From John Hennessy:
If I might speak personally for a moment: one of the great joys of my job is looking out my office window every day and seeing the great sycamore that towers over both Chatham and me. Every spring I watch its leaves straggle into bloom, faithfully two weeks later than every other tree around, always waiting long enough to make me wonder if, finally, this year is it–the year it will not leaf out–but then it does. I see it sway scarily in summer storms, watch its leaves turn and drop each fall, and behold the steady procession of its broken branches that get hung up in their fall…and then teeter, sometimes for month or two, before just the right wind blows them to the ground.
This computer and that sycamore are the two of constants of my worklife.

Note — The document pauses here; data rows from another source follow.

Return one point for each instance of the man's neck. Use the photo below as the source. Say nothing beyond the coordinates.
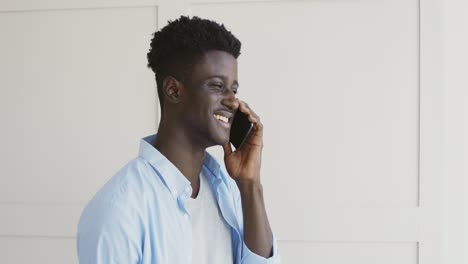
(183, 153)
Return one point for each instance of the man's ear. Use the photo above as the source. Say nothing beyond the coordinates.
(172, 89)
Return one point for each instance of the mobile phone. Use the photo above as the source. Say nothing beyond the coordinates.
(240, 129)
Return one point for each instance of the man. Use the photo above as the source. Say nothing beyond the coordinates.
(175, 203)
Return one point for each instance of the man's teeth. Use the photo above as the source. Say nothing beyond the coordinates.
(222, 118)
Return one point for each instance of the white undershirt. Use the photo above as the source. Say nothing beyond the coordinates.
(211, 234)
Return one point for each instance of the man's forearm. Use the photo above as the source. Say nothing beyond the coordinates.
(257, 232)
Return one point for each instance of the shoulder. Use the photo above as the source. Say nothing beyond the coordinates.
(218, 167)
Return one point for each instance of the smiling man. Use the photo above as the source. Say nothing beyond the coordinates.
(175, 203)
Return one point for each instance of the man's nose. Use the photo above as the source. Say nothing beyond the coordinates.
(231, 101)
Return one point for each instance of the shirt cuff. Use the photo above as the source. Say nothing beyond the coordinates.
(248, 257)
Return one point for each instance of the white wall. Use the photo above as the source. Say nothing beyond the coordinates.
(455, 174)
(55, 83)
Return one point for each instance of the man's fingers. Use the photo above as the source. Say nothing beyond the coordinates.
(227, 149)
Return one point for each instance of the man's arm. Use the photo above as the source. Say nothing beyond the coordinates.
(243, 166)
(257, 232)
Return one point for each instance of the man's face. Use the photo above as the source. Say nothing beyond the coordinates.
(210, 104)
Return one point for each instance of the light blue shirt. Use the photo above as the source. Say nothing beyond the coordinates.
(139, 216)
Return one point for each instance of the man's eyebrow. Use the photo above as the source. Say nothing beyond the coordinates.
(224, 78)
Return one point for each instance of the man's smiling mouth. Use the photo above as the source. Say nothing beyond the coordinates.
(222, 118)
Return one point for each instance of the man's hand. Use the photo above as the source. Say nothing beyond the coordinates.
(244, 163)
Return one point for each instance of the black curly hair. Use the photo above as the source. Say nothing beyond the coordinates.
(178, 46)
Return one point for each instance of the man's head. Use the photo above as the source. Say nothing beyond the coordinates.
(177, 47)
(195, 62)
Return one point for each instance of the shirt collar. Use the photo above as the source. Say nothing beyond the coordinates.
(175, 181)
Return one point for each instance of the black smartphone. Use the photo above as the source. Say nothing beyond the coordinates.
(240, 128)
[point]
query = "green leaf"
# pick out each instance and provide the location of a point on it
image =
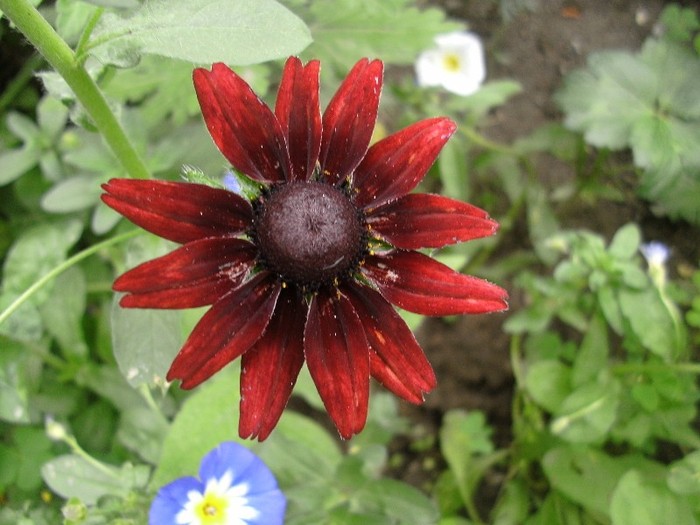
(638, 500)
(345, 30)
(625, 242)
(605, 100)
(684, 475)
(35, 253)
(16, 162)
(72, 194)
(200, 31)
(679, 22)
(63, 312)
(32, 448)
(71, 18)
(16, 370)
(592, 357)
(588, 413)
(145, 342)
(72, 476)
(650, 321)
(571, 469)
(464, 442)
(548, 382)
(395, 502)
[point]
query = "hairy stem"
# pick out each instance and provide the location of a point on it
(62, 58)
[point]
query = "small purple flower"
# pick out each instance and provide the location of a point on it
(234, 488)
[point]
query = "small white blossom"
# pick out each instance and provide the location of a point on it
(457, 63)
(656, 253)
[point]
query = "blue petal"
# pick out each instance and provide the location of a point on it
(271, 505)
(245, 466)
(171, 499)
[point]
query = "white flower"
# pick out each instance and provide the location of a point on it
(656, 253)
(457, 64)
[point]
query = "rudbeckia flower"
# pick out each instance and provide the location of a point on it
(456, 63)
(234, 488)
(308, 270)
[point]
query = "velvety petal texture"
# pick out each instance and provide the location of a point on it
(299, 114)
(176, 212)
(242, 126)
(419, 284)
(197, 274)
(269, 370)
(355, 232)
(338, 359)
(349, 120)
(234, 486)
(396, 164)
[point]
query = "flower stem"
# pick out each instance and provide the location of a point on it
(62, 268)
(62, 58)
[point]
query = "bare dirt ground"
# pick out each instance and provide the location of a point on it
(537, 46)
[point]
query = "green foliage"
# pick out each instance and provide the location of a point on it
(605, 403)
(647, 102)
(199, 31)
(393, 30)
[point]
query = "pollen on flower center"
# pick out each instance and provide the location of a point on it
(452, 62)
(310, 233)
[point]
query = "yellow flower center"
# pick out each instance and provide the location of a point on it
(212, 509)
(452, 62)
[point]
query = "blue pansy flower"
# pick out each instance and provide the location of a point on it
(234, 488)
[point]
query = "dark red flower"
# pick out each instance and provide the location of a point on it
(308, 269)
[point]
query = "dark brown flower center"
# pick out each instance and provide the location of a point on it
(309, 233)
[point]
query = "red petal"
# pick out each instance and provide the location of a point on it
(242, 126)
(196, 274)
(299, 114)
(337, 354)
(228, 329)
(396, 359)
(421, 220)
(417, 283)
(395, 165)
(349, 119)
(270, 368)
(178, 211)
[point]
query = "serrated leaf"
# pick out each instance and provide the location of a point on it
(651, 321)
(571, 469)
(394, 30)
(200, 31)
(145, 342)
(63, 312)
(72, 194)
(625, 242)
(588, 413)
(36, 252)
(393, 502)
(72, 476)
(14, 163)
(640, 501)
(548, 382)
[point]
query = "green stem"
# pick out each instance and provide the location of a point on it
(62, 268)
(61, 57)
(85, 36)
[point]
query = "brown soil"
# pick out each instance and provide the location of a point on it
(536, 47)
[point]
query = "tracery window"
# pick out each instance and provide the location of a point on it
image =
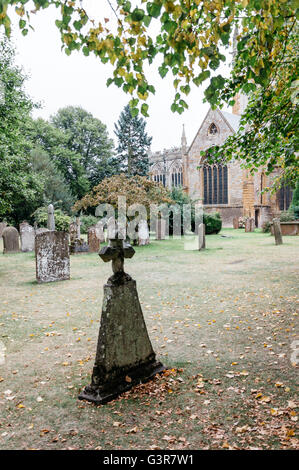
(215, 184)
(213, 129)
(284, 196)
(177, 176)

A couple years ago, our friend and pre-eminent Fredericksburg collector Jerry Brent discovered a postwar image of the east facade of Chatham–by far the earliest image we have of the land-side of the house. Taken right after the war, it shows a scraggly landscape struggling to recover from some serious wartime abuse–including 130 graves, most of them in the yard on this side of the house.
But look closely. In the distance, framed by the house, are several trees. There are four, and it’s likely that our sycamore is the third from the left. Borings suggest that it dates to the war, and the location seems about right in this picture. If this be our tree, then it was a tiny witness indeed in 1862, probably half the size shown in the photo.
We recently wrote about the barriers between people and history, and how gratified visitors often are when those barriers–be they real or imagined–drop a bit. Here’s a literal piece of living history without barriers–the great Chatham sycamore, which in its youth witnessed the passing of Lincoln and Burnside, Clara Barton and Walt Whitman, and for four years cast its shade every afternoon on the graves of Union soldiers (removed right after the war), and which since has grown to magnificence, towering over all around it, like adult over child.